Publisher's note: This post appears here courtesy of the LifeZette, and written by David Kamioner.
Many people don't realize there are two Chinas.
The first is the authoritarian behemoth who lied and caused worldwide deaths from the coronavirus outbreak, the one who is making a run at the U.S. Pacific Fleet, and the China that has been taking advantage of the United States for decades in trade.
The other is a small island off the Chinese coast that the Beijing communists view as a breakaway province. That is Free China, Taiwan. Chased off the mainland by Mao Tse-Tung and a communist military victory in 1949, they have turned from exiles and a beaten people into one of the most vibrant free economies in the world. Taiwan also sports a functioning democracy. So why did the U.S. break off diplomatic relations with them in 1979? The China card.
During the Cold War the U.S. used normalized relations with Red China to drive a wedge between the Chinese Reds and their fellow Marxists in Moscow. It worked. The Soviets, never a tolerant people at the best of times and thus who were always suspicious of the Chinese on geopolitical and racial grounds, clashed with the Chinese military at the Amur River in 1969.
Soon after, U.S. President Richard Nixon paid an official state visit to Beijing and the U.S. established secret listening posts on the Chinese border with the Soviets.
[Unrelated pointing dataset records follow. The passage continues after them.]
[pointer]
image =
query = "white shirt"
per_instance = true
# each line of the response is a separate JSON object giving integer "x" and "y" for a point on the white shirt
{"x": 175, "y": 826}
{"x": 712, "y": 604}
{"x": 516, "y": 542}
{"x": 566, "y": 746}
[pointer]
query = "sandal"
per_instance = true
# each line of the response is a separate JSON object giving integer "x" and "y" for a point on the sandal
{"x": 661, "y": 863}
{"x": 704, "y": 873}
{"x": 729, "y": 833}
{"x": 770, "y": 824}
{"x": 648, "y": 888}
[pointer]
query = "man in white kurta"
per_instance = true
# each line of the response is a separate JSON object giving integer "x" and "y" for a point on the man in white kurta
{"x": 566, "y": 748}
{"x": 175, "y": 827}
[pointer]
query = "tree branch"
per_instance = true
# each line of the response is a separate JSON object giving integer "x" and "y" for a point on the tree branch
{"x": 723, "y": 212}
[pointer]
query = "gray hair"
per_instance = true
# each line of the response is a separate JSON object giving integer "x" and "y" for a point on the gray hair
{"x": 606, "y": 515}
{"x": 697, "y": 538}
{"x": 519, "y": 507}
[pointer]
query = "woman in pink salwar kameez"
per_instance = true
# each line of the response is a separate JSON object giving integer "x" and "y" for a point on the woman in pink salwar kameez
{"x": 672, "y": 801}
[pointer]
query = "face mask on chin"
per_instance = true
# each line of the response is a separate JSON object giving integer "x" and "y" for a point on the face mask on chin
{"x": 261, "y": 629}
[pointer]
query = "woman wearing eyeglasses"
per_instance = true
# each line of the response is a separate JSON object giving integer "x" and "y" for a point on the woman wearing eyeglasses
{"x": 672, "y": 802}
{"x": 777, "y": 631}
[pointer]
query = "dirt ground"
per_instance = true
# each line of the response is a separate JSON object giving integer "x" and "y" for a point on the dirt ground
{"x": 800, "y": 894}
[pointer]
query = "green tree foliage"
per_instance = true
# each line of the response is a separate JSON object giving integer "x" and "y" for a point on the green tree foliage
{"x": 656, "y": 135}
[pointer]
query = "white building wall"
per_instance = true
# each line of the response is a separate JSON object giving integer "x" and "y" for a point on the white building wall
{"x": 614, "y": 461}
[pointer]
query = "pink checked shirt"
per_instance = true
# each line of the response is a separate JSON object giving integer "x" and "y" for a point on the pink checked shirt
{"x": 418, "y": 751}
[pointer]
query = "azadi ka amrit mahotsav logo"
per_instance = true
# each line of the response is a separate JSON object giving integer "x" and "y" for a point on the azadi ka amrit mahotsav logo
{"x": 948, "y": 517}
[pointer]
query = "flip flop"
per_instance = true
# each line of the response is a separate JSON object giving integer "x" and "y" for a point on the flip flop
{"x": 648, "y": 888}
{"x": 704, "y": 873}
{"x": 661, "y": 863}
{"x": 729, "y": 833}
Several years later the price of continued work together with the Chinese against the Soviets was the sellout of longtime American ally Taiwan. Jimmy Carter paid the price in 1979 and the Taiwanese have been out in the cold ever since.
But that is changing. Taiwan has quickly produced and manufactured masks and other items to help America fight the virus. This is opposed to the perfidy of the Red Chinese. Taiwan has also continued to be an American defense partner in the Pacific.
As various conservative members of Congress debate the eventual cost to China of Chinese duplicity in virus reporting and response, one option on the table is officially recognizing Taiwan as an independent nation. Though Beijing would have fits over this, in the current national and presidential mood, their cries would ring hollow.